Because there were no effective medicines half a millennia ago. No antibiotics, no injections, no FMRIs. No clinical trials, no statistics, no double blind studies. No theory of germs, no microscopes, no knowledge of infectious disease. No medical science. No science of medicine. Doctors didn't know to wash their hands between hovel-calls. To the contrary, leeches and phlegm were cutting edge. "Technology" was not yet a word.
Occasionally of course a patient would recover. "What a brilliant healer I am," the doctor could exclaim. "You were destined to die but my brilliant regiment has returned you from the gates of Hades." Like I said, no drawbacks. Doctors were either correct--"you will die"--or saviors: "Well you were gonna die, but everyone agrees I have the best leeches in the village." (That will be 6.5 million pieces of silver. Checks haven't been invented yet, but we do take Master Sword.)
An understanding of the actual reasons that people died--bacteria, for example--or lived--they weren't actually all that sick to begin with--were 500 years in the future. Doctors were free to make inferences and guesses based on the position of the stars in the sky. "Swing a dead cat over your head three times at midnight" was a reasonable prescription. As was appealing to a god who lived in a tree. The understanding that correlation does not imply causality would have to wait several centuries.
I wonder if it would be a stretch to suggest an analogy to some predictions concerning which students were admitted to which colleges this week and why.

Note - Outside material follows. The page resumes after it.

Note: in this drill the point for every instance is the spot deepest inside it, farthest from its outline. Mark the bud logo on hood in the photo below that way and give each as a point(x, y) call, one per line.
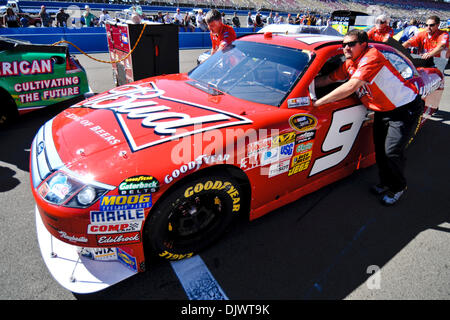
point(144, 106)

"With your grades, scores, extra-curriculars, recommendations, and essays you have no chance, zero, none, nada, zilch of being admitted to that highly selective university," a college admissions prognosticator might represent. "You were rejected? HA! I knew it!" My model of multiplying your GPA by 400, adding your combined SAT score, then taking the square root of your family income never fails! I knew it! I am never wrong!

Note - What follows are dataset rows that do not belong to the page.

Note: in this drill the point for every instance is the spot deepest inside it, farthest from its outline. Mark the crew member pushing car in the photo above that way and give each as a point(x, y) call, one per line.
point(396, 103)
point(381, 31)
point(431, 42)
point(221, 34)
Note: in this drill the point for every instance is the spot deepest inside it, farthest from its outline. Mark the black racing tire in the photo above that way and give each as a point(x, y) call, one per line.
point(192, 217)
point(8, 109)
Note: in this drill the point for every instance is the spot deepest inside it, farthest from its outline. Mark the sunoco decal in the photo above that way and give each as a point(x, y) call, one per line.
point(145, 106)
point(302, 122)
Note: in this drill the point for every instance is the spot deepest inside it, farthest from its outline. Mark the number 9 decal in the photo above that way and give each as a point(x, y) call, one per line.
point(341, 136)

And then, when a student was admitted to a highly selective school, our predicto-saurus could intone, "thank goodness you followed my advice and were elected secretary-treasurer of the tuba club."
Again, a sweet gig: make dour predictions. If the kid is denied, the adult's insight into the admissions process is evident. If the kid gets in, those 314 hours of service to the nose-picking club must be the reason.

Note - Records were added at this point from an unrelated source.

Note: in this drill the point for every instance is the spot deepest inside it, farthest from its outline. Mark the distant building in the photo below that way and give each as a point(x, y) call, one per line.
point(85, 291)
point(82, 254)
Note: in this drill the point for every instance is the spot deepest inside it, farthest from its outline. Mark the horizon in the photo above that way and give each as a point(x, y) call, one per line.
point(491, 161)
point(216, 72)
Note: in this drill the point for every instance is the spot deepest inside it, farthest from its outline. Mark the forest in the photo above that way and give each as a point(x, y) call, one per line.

It gets worse: unlike medicine where there is ultimately some rhyme and reason to why some people recover and others die, admissions decisions have much more to do with casinos than they do with cause and effect. A doctor on a medical school admissions committee confided to me recently that they admitted a ping-pong champion. To medical school. Why? Because the kid was a great ping-pong player. Like the scads of other applicants, the ping-pong champ has also gotten a good grade in organic chemistry.
There are now over a dozen colleges that admit fewer than one applicant in ten. If admissions decisions are easy to explain only after the fact--"I knew that student would be denied! Oh, wait a minute. She was admitted? I knew that too!"--focusing on enjoying high school might be the way to go. Just being alive in the middle ages was a thing, an opportunity to be joyous. Similarly being able to go to college--any college--could be considered a wonderful opportunity. Indeed, I think I remember reading somewhere that in life there are no mulligans, that you might as well take a little joy along the way.
Because you just never know when a rejection email or a leech is headed your way.